However there are a few annoyances, too. For example, when you swipe down the notifications tab you’ll find that there aren’t any quick switches for stuff like Wi-Fi, Bluetooth and Silent mode. Instead there’s just a link to the settings menu.

HTC One XL – Screen

The HTC One XL’s screen is excellent. The 4.8inch display is very roomy, but it’s also got a high resolution of 720×1280 pixels. It uses traditional TFT rather than the AMLOLED technology of the Samsung S3 which means black levels aren’t quite as deep as what you get on the S3, but they’ll still very impressive and to our eyes the colours on the HTC One XL’s screen are more natural and accurate looking.

HTC One XL – Battery life

Call quality was excellent throughout our time with the phone, but sadly we can’t say the same about battery life. The One XL really struggles to get through a day without needing to be topped up with juice, in fact with heavy usage of 4G you may find you actually need to charge it at mid-day. All of the current generation of 4G handset are poor when it comes to battery life, but the One XL’s lack of a removable battery makes his more troublesome and worrisome than some other phones.

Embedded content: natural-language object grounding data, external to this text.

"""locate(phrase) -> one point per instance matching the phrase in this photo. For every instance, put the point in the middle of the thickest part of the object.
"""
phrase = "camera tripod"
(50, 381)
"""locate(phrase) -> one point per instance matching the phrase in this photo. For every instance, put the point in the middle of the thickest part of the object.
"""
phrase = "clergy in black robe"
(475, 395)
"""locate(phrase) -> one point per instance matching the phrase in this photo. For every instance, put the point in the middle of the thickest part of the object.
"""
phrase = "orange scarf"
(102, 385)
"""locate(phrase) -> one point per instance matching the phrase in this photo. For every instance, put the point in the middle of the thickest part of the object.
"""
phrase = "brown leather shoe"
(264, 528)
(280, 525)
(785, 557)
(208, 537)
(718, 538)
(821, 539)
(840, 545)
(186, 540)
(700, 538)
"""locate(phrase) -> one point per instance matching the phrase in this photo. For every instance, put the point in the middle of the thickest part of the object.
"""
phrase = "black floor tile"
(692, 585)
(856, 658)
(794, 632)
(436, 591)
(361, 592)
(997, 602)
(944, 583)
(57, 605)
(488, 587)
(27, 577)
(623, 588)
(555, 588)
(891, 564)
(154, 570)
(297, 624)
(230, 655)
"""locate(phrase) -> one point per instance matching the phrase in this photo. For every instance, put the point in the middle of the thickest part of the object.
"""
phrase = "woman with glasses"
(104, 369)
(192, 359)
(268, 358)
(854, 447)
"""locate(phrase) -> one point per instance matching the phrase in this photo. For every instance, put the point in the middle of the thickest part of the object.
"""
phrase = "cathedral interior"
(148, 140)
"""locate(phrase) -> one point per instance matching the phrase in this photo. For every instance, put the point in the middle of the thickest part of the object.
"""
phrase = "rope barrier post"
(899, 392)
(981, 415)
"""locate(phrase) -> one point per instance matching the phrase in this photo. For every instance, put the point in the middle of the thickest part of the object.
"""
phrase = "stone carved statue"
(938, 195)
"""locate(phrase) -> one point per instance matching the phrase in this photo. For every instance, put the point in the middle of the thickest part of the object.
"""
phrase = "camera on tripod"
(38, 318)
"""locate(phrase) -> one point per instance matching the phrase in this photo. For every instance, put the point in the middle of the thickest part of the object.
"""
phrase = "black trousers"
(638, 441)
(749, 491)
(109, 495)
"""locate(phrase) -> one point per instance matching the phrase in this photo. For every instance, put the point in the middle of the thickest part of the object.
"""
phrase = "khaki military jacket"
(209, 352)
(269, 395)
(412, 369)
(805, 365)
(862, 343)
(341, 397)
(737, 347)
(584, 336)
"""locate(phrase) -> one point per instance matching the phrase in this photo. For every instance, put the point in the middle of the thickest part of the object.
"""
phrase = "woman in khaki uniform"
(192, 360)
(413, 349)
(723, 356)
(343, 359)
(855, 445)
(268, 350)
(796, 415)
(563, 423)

The HTC One XL is on the whole a very good phone. It’s got a top notch screen, speedy performance and that all important support for 4G. However, the fact of the matter is that Samsung’s S3 LTE is a slightly faster performer, has a better camera and comes loaded with the latest version of Android. Given that it’s available for the same price as the HTC One XL, it’s difficult to see why you’d choose this phone instead.